Well, apparently it is! At least this year. Next year it will be Sunday.

Maybe some of you had already heard of the “Doomsday Rule” of taking any date on the calendar (accounting for the 10-day Julian-Gregorian change in the 1500s, you can go back pretty far) and mentally determining what day of the week that date fell on, but I had never stumbled across it. I am a fan of some of the work Mr. John Conway, the mathematician that came up with the method, but, still, I had never heard of it until yesterday.

I was familiar with such algorithms before, but this one seems much easier to me than those others, requiring one to merely memorize a few “century days,” a few patterns of “doomsdays,” and a rather short and straightforward set of arithmetic steps. Leap Year adjustments seem fairly simple. (Why they are called “doomsdays,” I have no idea.)

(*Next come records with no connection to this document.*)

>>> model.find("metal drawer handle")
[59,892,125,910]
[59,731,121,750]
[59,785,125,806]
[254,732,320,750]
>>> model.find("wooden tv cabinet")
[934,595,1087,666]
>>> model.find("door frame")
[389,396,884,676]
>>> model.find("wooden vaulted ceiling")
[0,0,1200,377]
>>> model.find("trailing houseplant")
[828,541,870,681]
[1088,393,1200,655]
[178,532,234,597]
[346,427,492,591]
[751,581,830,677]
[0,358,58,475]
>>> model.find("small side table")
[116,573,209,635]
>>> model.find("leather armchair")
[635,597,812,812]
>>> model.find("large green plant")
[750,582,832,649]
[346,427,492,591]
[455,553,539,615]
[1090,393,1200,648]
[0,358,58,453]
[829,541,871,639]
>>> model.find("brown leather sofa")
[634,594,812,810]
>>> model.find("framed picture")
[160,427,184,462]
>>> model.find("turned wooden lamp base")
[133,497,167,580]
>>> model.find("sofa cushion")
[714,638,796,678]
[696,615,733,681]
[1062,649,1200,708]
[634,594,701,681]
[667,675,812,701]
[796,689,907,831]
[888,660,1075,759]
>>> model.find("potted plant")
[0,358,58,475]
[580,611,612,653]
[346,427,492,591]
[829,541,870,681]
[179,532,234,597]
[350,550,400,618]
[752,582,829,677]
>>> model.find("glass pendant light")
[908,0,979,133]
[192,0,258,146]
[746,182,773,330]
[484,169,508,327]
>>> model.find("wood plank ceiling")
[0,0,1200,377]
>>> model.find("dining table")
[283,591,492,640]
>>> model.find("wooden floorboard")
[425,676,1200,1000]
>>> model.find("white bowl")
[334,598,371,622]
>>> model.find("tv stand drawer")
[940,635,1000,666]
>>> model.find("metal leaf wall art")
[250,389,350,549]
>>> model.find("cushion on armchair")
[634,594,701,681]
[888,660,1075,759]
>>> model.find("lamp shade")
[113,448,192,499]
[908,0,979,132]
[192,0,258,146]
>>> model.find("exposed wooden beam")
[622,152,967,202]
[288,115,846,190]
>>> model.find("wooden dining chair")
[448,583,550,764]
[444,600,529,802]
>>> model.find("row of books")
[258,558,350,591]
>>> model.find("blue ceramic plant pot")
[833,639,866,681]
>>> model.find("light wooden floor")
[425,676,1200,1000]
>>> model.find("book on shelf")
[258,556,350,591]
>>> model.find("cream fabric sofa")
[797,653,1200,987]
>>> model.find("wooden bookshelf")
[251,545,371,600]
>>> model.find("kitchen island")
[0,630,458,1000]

The key recognition is that in any given year, the following dates (given here in the form M/D, as in: today is 3/17) are always on the same day of the week, called the “doomsday” of that year: 4/4, 6/6, 8/8, 10/10, 12/12. For instance, this year, 2009, all of those dates are on Saturday. (Really, just go look at your calendar — weird, huh?) For other months, it isn’t so bad — just not as easy as for the previous five. For instance, four of them occur in pairs: 5/9 & 9/5 and 7/11 & 11/7 (with the suggested mnemonic: “I work from 9-to-5 at the 7-11”). That leaves only the first three months, which are all handled with the fact that the last day of February — leap year or not — is always on this same day. (Again, check the calendar!)

Anyone interested can pursue the matter himself (or herself!) by checking out the Wikipedia page. For now, let me just demonstrate with an easily verifiable example. What day of the week will July 4 be this year? Here’s the method in action (it’s going to seem a little confusing, but check out the Wiki page for the details of why the steps are done)…

This year is 2009, so I take the last two digits, “09” or just 9, and divide them by 12, getting 0 (zero) with a remainder of 9. Then take the previous remainder, 9, and divide by 4 to get 2 with a remainder of 1. Ignore the last remainder (1) and add the other three numbers that we have generated: 0 + 9 + 2 = 11. From this, I am free to subtract as many 7s as I please to reduce the size of the number (not a necessary step but a helpful one). I’ll subtract one 7 to bring the number to 11 – 7 = 4.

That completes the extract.